On May 16, 1966, the Cultural Revolution was officially launched. From June 7 to July 20, Ulanhu, then the Chairman of China's Inner Mongolia Autonomous Region, was widely criticized as an "anti-Party activist" and persecuted. He was also criticized by central leaders like Liu Shaoqi and Deng Xiaoping, whom themselves were soon persecuted in the Revolution. On August 16, Ulanhu was dismissed from his positions and was house-arrested in Beijing. In May, 1967, Teng Haiqing became the leader of the Inner Mongolia Military Region. On July 27, 1967, the northern branch of the Central Committee of the Communist Party of China announced that Ulanhu had conducted five crimes, including anti-Maoism, anti-socialism, separatism, and so on. Supported by Lin Biao, Jiang Qing and Kang Sheng, Teng launched a massive purge which intended to "dig out" the "poison of Ulanhu" in Inner Mongolia. During the movement, the already-dissolved Inner Mongolian People's Revolutionary Party was claimed to have re-established itself and grown into power since 1960. Ulanhu was accused of being the leader of such party. At least hundreds of thousands of people were categorized as the members of the PRP, whom were regarded as separatists and were persecuted. During the purge, the Mongolian language was banned from publications and Mongols were accused of being “the sons and heirs of Genghis Khan”.
Lynching and massacre
Methods of torturing and killing
The methods used in lynching and killing during the purge included branding with hot irons, feeding furnace wastes, removing livers, hanging, cutting tongues and noses, piercing nails, piercing vaginas, pouring hot saline water into wounds, and more.
Death toll
According to the official complaint from the Supreme People's Procuratorate in 1980 after the Cultural Revolution, during the purge, 346,000 people were arrested, over 16,000 were persecuted to death, and over 81,000 were permanently injured and disabled. Other estimates include:
According to scholar Ba He : close to 100 thousand people were killed, 700-800 thousand were arrested and persecuted, and over a million were affected.

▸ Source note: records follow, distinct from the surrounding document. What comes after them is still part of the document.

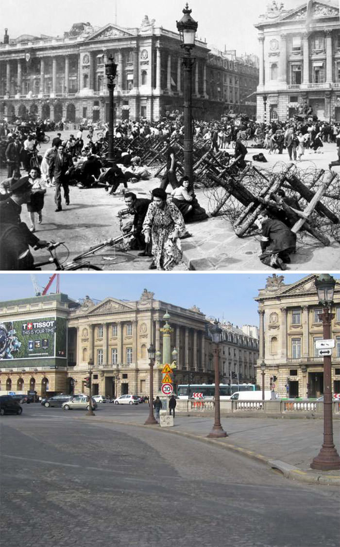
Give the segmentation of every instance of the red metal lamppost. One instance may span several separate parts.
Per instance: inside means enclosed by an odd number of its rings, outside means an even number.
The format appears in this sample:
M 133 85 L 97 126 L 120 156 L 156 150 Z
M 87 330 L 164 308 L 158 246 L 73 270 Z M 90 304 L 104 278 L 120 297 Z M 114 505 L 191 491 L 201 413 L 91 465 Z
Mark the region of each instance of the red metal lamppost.
M 145 426 L 153 426 L 158 424 L 158 422 L 153 415 L 153 365 L 156 358 L 156 351 L 153 344 L 151 344 L 148 348 L 147 353 L 149 356 L 149 366 L 150 367 L 150 389 L 149 399 L 149 415 L 144 422 Z
M 184 174 L 189 177 L 189 187 L 193 188 L 193 118 L 192 118 L 192 70 L 195 59 L 191 56 L 191 50 L 195 47 L 195 37 L 198 26 L 190 15 L 188 3 L 183 10 L 184 15 L 177 21 L 177 28 L 180 33 L 181 47 L 184 50 L 182 58 L 183 68 L 183 110 L 184 110 Z
M 335 280 L 329 274 L 322 274 L 315 279 L 319 302 L 323 313 L 319 317 L 323 322 L 325 340 L 331 337 L 331 322 L 334 314 L 331 313 L 333 304 Z M 332 414 L 331 359 L 330 356 L 324 356 L 324 442 L 322 447 L 311 464 L 313 469 L 329 471 L 340 469 L 340 457 L 333 441 L 333 416 Z
M 207 435 L 207 437 L 217 439 L 219 437 L 226 437 L 228 435 L 221 426 L 220 413 L 219 408 L 219 370 L 218 369 L 218 360 L 219 356 L 219 344 L 221 341 L 222 329 L 218 326 L 218 321 L 214 321 L 214 326 L 210 329 L 212 335 L 212 341 L 214 342 L 213 355 L 214 365 L 215 369 L 215 420 L 212 429 Z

According to historian Song Yongyi of the California State University, Los Angeles: an unofficial source points out that the death toll was at least 40,000; 140,000 reached the point of permanent deformity, and nearly 700,000 were persecuted.
According to historian Lhamjab A. Borjigin, who were arrested and prosecuted by the Chinese government in 2019 for conducting relevant researches: at least 27,900 were killed and 346,000 were imprisoned and tortured.
After the Cultural Revolution, China's new paramount leader Deng Xiaoping came to power in 1978 and directed, together with Hu Yaobang and others, a large-scale rehabilitation of mistaken cases and false cases made during the Revolution. The Inner Mongolia incident was regarded as a "mistake" and its victims were rehabilitated by the Communist Party of China in 1979 during the "Boluan Fanzheng" period, blaming the entire purge on “the Gang of Four and the Lin Biao Clique”. Trials for the Gang of Four started in 1980. In the 1980s, there were calls for trial of Teng Haiqing, the commander of the purge, but the Central Committee of CPC thought Teng had made achievements during the wars in the past and he would not have to take responsibility for the purge. On the other hand, some of Teng's affiliates received various terms of imprisonment, with a main Mongol affiliate, Wu'er Bagan, sentenced to 15 years in prison.